Dentists work with doctors to treat your sleep-disordered breathing, but they can’t diagnose it.
It’s important to emphasize this fact: your sleep medicine dentist can treat sleep apnea and snoring, but they can’t diagnose a sleep condition. A sleep apnea diagnosis needs to be made by a sleep medicine specialist (a physician).
If you snore and you think you have obstructive sleep apnea, for diagnosis you’ll need to undergo a sleep study at a sleep center. There, qualified sleep technicians can monitor you while you sleep and collect data on how many times per night you’re waking up or experiencing apneas (cessations of breathing). Sleep techs are also able to tell from this sleep study whether your apnea is obstructive (involving an airway obstruction) or central (caused by the nervous system).
Dental sleep medicine can help only with the first type of sleep apnea, OSA—because the mechanical oral appliance will create additional space in the back of your throat, enabling you to breathe better when you sleep.
After you’ve been fitted with an oral appliance, and you’ve used it for a while, your dentist may refer you back to your sleep physician for a follow-up sleep study. The purpose of this study is to track improvement in your sleep while wearing the device. This follow-up enables the sleep physician and dentist to measure your improvements (or lack thereof) and determine whether this therapy is working for you.

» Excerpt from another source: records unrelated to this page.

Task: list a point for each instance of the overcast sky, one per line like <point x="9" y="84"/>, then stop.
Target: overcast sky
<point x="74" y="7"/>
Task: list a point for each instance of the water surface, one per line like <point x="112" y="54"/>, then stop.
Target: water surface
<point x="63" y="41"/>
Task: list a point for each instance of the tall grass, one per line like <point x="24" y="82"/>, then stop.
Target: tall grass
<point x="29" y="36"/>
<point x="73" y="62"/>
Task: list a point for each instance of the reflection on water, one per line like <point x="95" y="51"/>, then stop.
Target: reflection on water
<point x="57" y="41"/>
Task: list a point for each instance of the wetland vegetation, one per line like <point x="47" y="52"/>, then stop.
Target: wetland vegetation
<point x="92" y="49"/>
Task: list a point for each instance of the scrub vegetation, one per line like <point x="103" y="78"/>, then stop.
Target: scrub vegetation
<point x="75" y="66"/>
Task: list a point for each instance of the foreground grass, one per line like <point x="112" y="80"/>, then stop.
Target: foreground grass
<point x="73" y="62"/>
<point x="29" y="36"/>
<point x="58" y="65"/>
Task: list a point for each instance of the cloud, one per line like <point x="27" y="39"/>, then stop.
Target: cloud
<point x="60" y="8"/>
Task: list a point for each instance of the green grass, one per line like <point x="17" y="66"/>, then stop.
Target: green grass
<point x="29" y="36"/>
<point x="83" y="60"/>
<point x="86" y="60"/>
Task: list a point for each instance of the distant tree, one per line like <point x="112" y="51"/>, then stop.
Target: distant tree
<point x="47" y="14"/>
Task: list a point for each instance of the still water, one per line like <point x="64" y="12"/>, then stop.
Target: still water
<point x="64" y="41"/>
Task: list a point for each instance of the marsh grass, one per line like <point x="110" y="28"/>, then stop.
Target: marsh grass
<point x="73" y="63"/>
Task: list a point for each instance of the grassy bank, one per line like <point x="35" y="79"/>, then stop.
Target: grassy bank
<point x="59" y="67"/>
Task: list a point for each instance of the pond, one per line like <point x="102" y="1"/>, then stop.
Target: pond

If the oral appliance therapy isn’t improving your breathing and the quality of your sleep, you may need to try a different treatment—usually, CPAP therapy, which involves continuous airway pressure being delivered through the nose via a mask.
For some people, oral appliance therapy is a front line therapy that works for a while, but may not work forever. The key is to keep an open line of communication with your dentist, your sleep physician, and your regular doctor to ensure that you’re tracking your symptoms and getting adequate sleep.
The dentists at Premier Sleep Associates are certified in dental sleep medicine by the American Board of Dental Sleep Medicine (ABDSM). Our facility is accredited by the American Academy of Dental Sleep Medicine (AADSM).
We offer patients Oral Appliance Therapy and Positional Therapy. We also work with counselors to help with insomnia therapy, weight-loss help, and other behavioral medicine.